The New Age - Staff Correspondent

The 1320-MW Rampal power plant, a joint venture between state-owned power companies of India and Bangladesh, shut down early Friday, drawing on the force majeure clause of the power purchase agreement between the parties.

Ziaur Rahman, the chief procurement officer of the Bangladesh India Friendship Company Limited which owns the power plant, confirmed the closure due to the coal shortage linked to the ongoing dollar crisis.


‘We are trying an alternate way to bring in fresh supply of coal as soon as possible,’ said Zia.

The full operation of each of the two units – 660MW – of the power plant requires around 6,000 tonnes of coal daily. The power plant exhausted its coal supply completely.

A new coal import deal might take over a month to complete, raising the ominous prospect of the power plant remaining out of operation through the second half of March when days would start getting hotter.

The power plant officials, however, are confident about bringing the power plant back to operation in about a week.

The state-owned Janata Bank, responsible for transactions on behalf of the BIFCL, was failing to release enough dollar for coal purchase, officials at the power plant claimed.

The exchange rate of the dollar fixed by the Bangladesh Bank is lower than the rate at which the JB can buy it from the market, they said.

The closure of the plant occurred amid another base-load 1,496-MW coal power plant, owned by India’s Adani group,

operating at half the capacity, reporting machine problems.

The Godda-based Adani power plant has been supplying around 700MW since September 2024, threatening to stop supplying power unless its due worth $800 million was paid.

Frequent closures have accompanied the Rampal power plant ever since it rolled into operation with its first unit in December 2022. By September 2023, the plant was shut down eight times, including five times for technical problems.

Electrical engineers highlighted the plant’s inability to burn the minimum amount of fuel that a base-load power plant must keep for running smoothly as one of the causes leading to the closures.

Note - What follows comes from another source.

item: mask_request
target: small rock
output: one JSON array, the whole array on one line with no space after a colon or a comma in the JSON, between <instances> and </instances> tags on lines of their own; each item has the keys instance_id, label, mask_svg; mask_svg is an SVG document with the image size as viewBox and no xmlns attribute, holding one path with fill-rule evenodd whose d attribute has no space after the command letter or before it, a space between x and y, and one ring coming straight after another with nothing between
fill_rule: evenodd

They also called for testing the plant’s machinery and the quality of coal burnt there.

Restarting a base-load power plant frequently means burning additional fuel, which is particularly harmful to countries such as Bangladesh, particularly when in the midst of the dollar crisis.

Bharat Heavy Electricals Ltd, India’s largest government-owned power generation equipment manufacturer, built the power plant at a cost of $2 billion, including $1.6 billion provided as loans by the Exim Bank of India.

This is, however, the first time the Rampal power plant is closed drawing on the force majeure clause, which relieves parties in the deal of the requirement of compensating each other because of a disruption in daily business activity.

‘The clause generally refers to a situation beyond the control of any of the parties in the deal disrupting daily business,’ said Bangladesh Working Group on Ecology and Development member secretary Hasan Mehedi.

The previous closures were always attributed to fuel shortages or technical problems, implying the power plant’s eligibility to receive capacity charge.

With the force majeure clause in effect, the Rampal power plant will not get capacity charge. The clause, theoretically, can remain in effect for six months.

Widespread violations of environmental regulation recently steered the media spotlight on the Rampal power plant, especially for the power plant for months not using effluent treatment plant and releasing used water directly into nearby rivers.

Bangladesh’s current installed power generation capacity is 27884.7MW. But the inability to generate about 11,500MW resulted in frequent power cuts even during winter.

The power demand is expected to exceed 17,500MW in summer.